Seeing Australia only through the lens of the convict system, as in The Fatal Shore, risks omitting much that is needed to understand Australian development. As one writer has put it, “The Fatal Shore says many true things about early Australia, but it leaves many true things unsaid.” In particular, what is omitted is a much larger and important cultural and intellectual context within which emancipists and immigrants, governors, legislators and political activists understood their world and its prospects, and through which the future of Australia was to be defined.

In telling this story the book therefore becomes an account of the liberal (and Liberal) political tradition in Australia, and its clashes with conservatism and utopian socialism. Liberalism’s achievements were the establishment of liberal democratic institutions of government, a humani­tarian and reformist culture, and a nation that, alone in the world, spans a whole continent. The most important outcome of this history is a country in which people could find opportunities to realise their dreams.

Much Australian history writing since World War II has been focused not on the main story within which all others have meaning but on selective aspects of our national story. It is significant that the liberal project and liberalism, despite its vast significance for the Australian story, received almost no mention in the Australian National Curriculum initiated by the Rudd government. If such a curriculum is implemented, there will continue to be a substantial loss of national memory about some of the most significant ideas, debates, people, organisations, events and developments that have produced our liberal democracy.

The “liberal project” is not a program, nor is it the exclusive possession of the side of politics that for some 180 years has called itself “Liberal”. Involvement in the project extends across the major political parties, because the demand to control one’s own life and realise one’s own goals is deeply embedded in the Australian culture, and probably in the human psyche itself.
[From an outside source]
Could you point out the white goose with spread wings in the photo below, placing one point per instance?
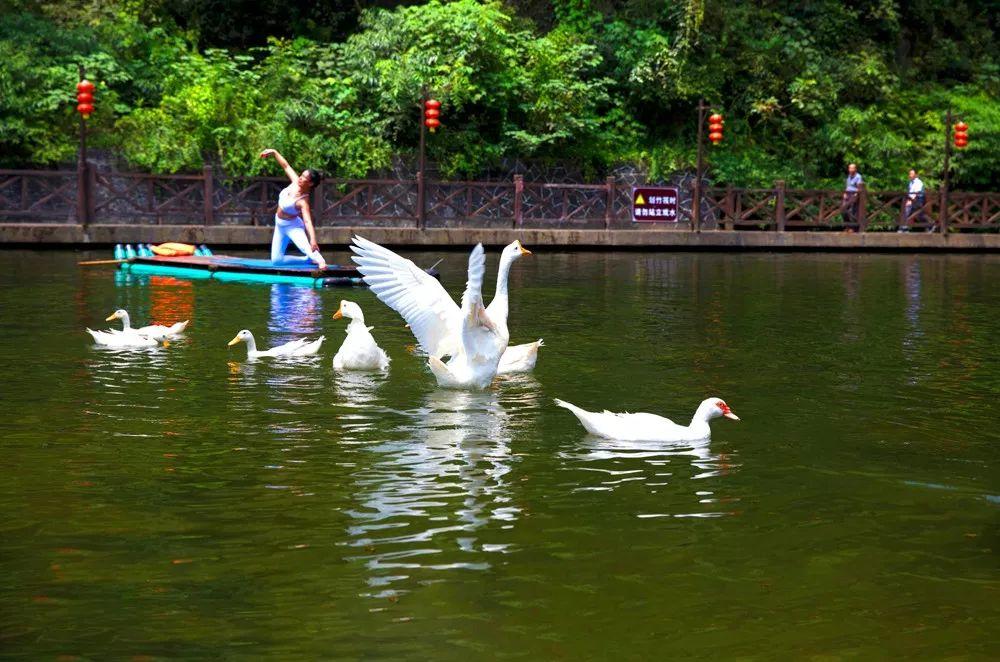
(467, 334)
(516, 358)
This book is in a sense a ­biography of liberalism in Australia, and if one accepts that politics is a battle of ideas, the question arises: where do the ideas in the main political debates come from? Political debate in Australia has never been isolated from debates elsewhere in the English-speaking world, and beyond. The principal thinkers, philosophers or theorists (including economists, lawyers, political scientists and historians) whose ideas have been influential in political debates in Australia have lived in England, America or Europe, as well as in Australia. Consequently, it is not possible to give an account of Australian liberalism without treating it as one expression of a tradition of thought that exists throughout the West. An Australian history that is not set in its international context is incomprehensible, and in no case is this truer than in a history of ideas and their influence.

David Kemp is a former cabinet minister in the Howard government and a professor and vice-chancellor’s fellow at the University of Melbourne.